When it comes to working capital, all types of business funding require a business bank account, and most lenders will reject your application if you present personal bank statements rather than business bank statements.

Highland Opportunities put together a list of the most common reasons a lender could reject your loan application:

  • Low & Inconsistent Cash Flow
  • Not Enough Collateral
  • Poor Operation History
  • Dying Industries
  • Not Enough Credit

Low & Inconsistent Cash Flow

Small to mid-sized enterprises with a significantly poor cash flow and an unpredictable revenue source are more likely to be rejected business funding than the majority. Lenders use the strength of the firm as measured by monthly cash flow to determine whether or not your company is high risk. Three months of business bank statements with daily transactions is usually sufficient to determine whether you are eligible for working capital.

Not Enough Collateral

When applying for working capital, some security may be required depending on the loan type product; however, this is usually not an issue for larger firms who hold real estate and significant price assets. When it comes to smaller firms in the early stages of development, it gets more difficult because most tiny enterprises have very little to show for their time in operation.

Poor Operation History

Most lenders will reward businesses that have been in operation for a long time and have demonstrated increased growth and overall sustainability. Lenders are wary of funding start-up companies that haven’t proved not only a large amount of time in operation, but also sustained success and market credibility.

Dying Industry

Being in an industry that is being disrupted by new or superior products, services, or technology can have a direct impact on whether or not your company gets accepted for business financing.

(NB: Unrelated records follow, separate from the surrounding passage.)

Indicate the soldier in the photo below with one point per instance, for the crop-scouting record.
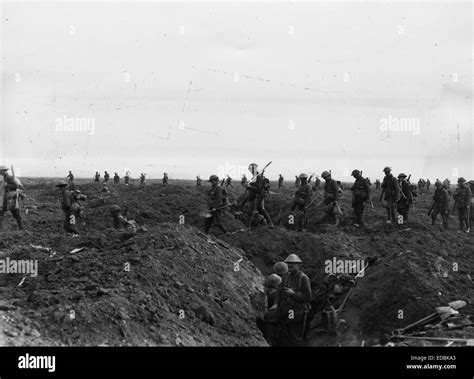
(67, 206)
(406, 197)
(462, 201)
(70, 177)
(127, 177)
(292, 302)
(440, 205)
(10, 191)
(297, 181)
(258, 190)
(228, 181)
(302, 200)
(280, 181)
(391, 190)
(215, 204)
(331, 195)
(377, 184)
(244, 181)
(360, 195)
(121, 222)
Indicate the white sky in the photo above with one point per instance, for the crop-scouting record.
(304, 84)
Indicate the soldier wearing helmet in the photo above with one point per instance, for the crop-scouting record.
(406, 197)
(462, 197)
(331, 195)
(301, 200)
(258, 189)
(391, 190)
(440, 204)
(360, 195)
(215, 203)
(10, 193)
(292, 300)
(67, 205)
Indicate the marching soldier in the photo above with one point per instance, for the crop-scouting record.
(391, 190)
(67, 205)
(331, 195)
(440, 205)
(70, 177)
(406, 198)
(215, 204)
(280, 181)
(462, 197)
(258, 189)
(10, 191)
(302, 200)
(360, 194)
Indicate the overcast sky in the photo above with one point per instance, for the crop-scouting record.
(198, 88)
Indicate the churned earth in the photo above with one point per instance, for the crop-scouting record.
(174, 285)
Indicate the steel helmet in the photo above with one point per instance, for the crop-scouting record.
(293, 258)
(114, 208)
(280, 268)
(273, 281)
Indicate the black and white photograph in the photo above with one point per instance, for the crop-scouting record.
(237, 174)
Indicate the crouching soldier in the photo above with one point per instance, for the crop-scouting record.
(10, 193)
(69, 210)
(292, 303)
(121, 222)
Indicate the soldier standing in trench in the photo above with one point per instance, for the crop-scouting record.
(292, 303)
(215, 202)
(10, 191)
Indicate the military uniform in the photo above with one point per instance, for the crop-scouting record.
(391, 195)
(301, 201)
(258, 190)
(463, 198)
(331, 195)
(360, 194)
(11, 199)
(440, 205)
(403, 204)
(215, 201)
(68, 207)
(293, 309)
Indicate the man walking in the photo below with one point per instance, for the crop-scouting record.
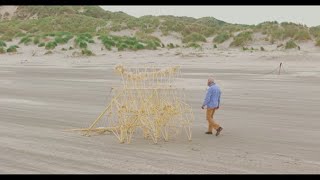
(212, 101)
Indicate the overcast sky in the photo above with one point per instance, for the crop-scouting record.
(308, 15)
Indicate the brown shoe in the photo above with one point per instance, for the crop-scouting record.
(218, 131)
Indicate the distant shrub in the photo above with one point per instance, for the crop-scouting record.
(48, 52)
(25, 40)
(194, 37)
(194, 45)
(138, 46)
(245, 48)
(290, 44)
(83, 44)
(51, 45)
(41, 44)
(170, 45)
(12, 49)
(302, 35)
(86, 52)
(2, 44)
(220, 38)
(36, 40)
(242, 39)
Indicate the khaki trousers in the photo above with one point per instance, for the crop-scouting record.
(211, 123)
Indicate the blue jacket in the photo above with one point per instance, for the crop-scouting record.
(212, 99)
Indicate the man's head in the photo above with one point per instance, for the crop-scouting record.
(210, 81)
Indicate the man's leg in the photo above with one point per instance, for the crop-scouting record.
(211, 125)
(214, 125)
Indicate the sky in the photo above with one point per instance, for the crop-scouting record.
(251, 15)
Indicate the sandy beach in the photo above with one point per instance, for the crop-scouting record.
(271, 122)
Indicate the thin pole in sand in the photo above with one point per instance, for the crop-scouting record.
(280, 68)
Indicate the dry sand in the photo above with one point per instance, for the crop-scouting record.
(271, 122)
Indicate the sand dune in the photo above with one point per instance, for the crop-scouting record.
(271, 122)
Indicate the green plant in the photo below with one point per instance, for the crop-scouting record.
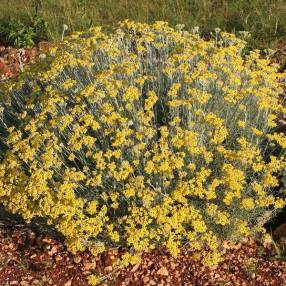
(16, 33)
(145, 137)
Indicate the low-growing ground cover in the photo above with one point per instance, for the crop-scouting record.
(140, 75)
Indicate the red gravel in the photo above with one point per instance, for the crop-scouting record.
(27, 259)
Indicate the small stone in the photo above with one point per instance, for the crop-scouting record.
(163, 271)
(77, 259)
(135, 267)
(108, 269)
(68, 283)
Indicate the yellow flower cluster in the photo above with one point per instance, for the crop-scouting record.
(145, 137)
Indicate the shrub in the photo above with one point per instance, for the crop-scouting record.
(145, 137)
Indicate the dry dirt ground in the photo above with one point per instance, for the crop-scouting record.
(30, 259)
(39, 260)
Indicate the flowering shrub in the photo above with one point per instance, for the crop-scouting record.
(147, 136)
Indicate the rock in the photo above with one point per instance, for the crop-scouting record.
(280, 232)
(163, 271)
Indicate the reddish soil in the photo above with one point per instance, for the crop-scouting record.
(27, 259)
(13, 60)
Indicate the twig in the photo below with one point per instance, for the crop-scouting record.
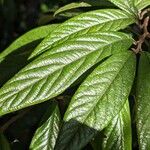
(145, 35)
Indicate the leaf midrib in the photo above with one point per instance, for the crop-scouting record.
(90, 110)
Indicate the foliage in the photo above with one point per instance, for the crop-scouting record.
(89, 75)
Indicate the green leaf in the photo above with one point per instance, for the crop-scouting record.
(74, 136)
(28, 38)
(54, 71)
(126, 5)
(143, 102)
(94, 21)
(118, 132)
(46, 135)
(141, 4)
(71, 6)
(4, 145)
(104, 92)
(97, 101)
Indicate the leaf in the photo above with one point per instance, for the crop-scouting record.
(46, 135)
(71, 6)
(98, 100)
(126, 5)
(141, 4)
(104, 92)
(74, 136)
(94, 21)
(29, 37)
(54, 71)
(4, 145)
(143, 101)
(118, 132)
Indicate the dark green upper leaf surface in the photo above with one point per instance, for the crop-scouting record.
(126, 5)
(46, 135)
(94, 21)
(71, 6)
(141, 4)
(55, 70)
(74, 136)
(97, 101)
(143, 102)
(102, 95)
(4, 145)
(27, 38)
(118, 132)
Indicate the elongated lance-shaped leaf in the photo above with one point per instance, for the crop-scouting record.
(118, 132)
(141, 4)
(126, 5)
(74, 136)
(104, 92)
(35, 34)
(46, 135)
(94, 21)
(55, 70)
(97, 101)
(143, 102)
(4, 144)
(71, 6)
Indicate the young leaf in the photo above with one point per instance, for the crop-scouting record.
(141, 4)
(126, 5)
(71, 6)
(118, 132)
(143, 102)
(27, 38)
(46, 135)
(101, 96)
(54, 71)
(94, 21)
(97, 101)
(4, 145)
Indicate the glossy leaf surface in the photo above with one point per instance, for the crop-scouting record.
(71, 6)
(118, 132)
(126, 5)
(143, 102)
(99, 98)
(28, 38)
(94, 21)
(104, 92)
(4, 145)
(46, 135)
(53, 72)
(141, 4)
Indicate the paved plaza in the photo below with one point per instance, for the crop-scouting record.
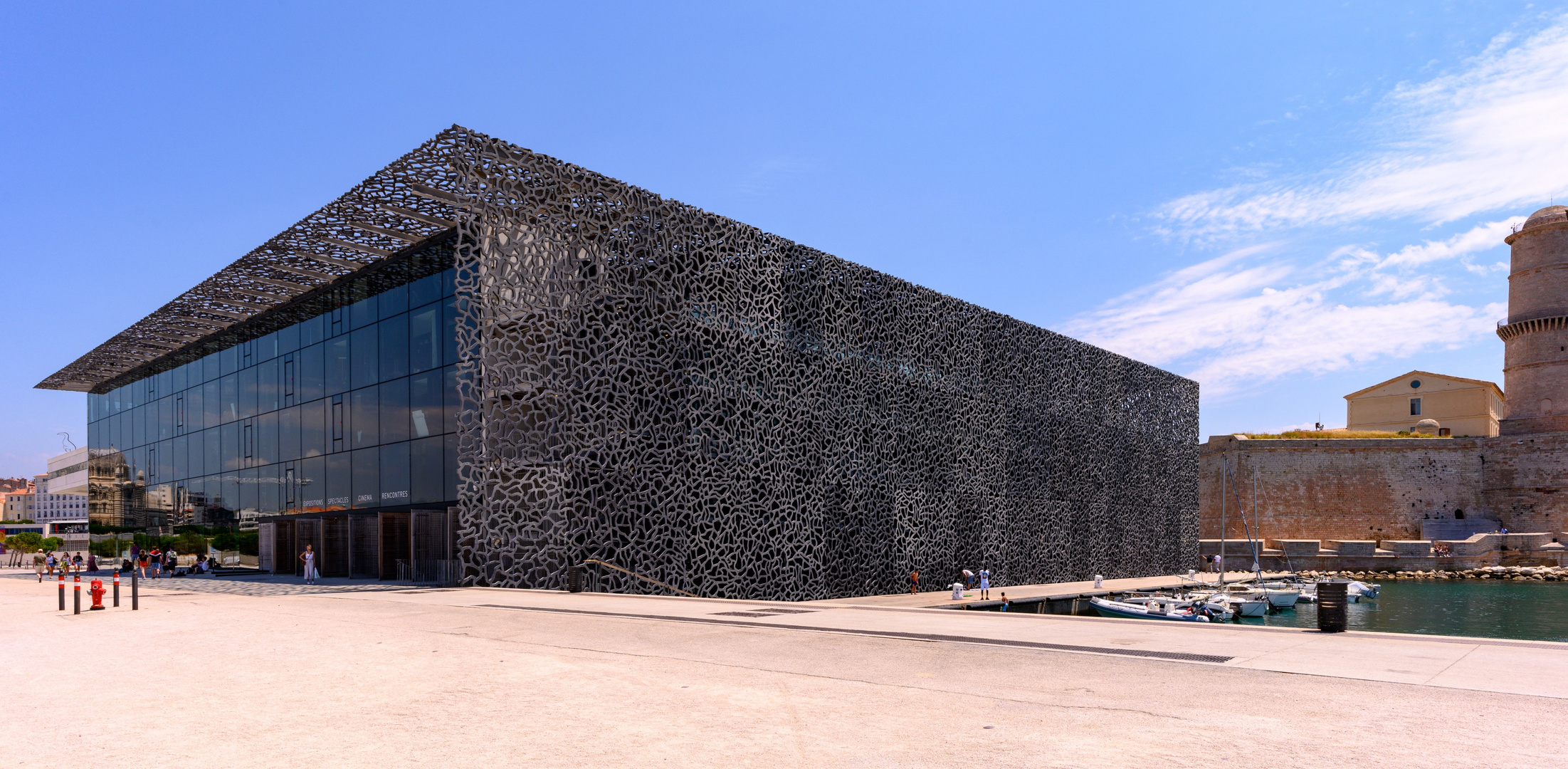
(270, 674)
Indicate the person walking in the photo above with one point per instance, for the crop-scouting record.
(310, 565)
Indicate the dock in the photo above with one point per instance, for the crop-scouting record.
(1043, 598)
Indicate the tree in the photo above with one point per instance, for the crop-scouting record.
(26, 542)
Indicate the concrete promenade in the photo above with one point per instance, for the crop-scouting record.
(929, 598)
(418, 677)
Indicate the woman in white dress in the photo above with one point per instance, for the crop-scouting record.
(310, 565)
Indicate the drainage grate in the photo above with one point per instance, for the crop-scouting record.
(1181, 656)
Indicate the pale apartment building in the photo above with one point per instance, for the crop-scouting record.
(1458, 405)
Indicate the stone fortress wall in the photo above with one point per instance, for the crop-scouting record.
(1387, 491)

Everyone is familiar with the story of Blockbuster and taxi cabs being decimated by Netflix and Uber, and since then, most lenders have been keeping a tight check on the market to ensure that the business you’re in won’t default in the long run.

Not Enough Credit

Banks and most lenders have adjusted their credit score standards throughout the years, particularly since the 2008 economic crash. Unfortunately, many small businesses are still struggling as a result of the financial crisis, and some lenders will not even look at your file unless you have a credit score of at least 720, which is quite high for most small firms. Not all lenders are as stringent as smaller companies willing to make you an offer if you have a credit score of at least 640. If you don’t fulfill those conditions, the best option is to receive a merchant cash advance, which will allow you to establish business credit over time.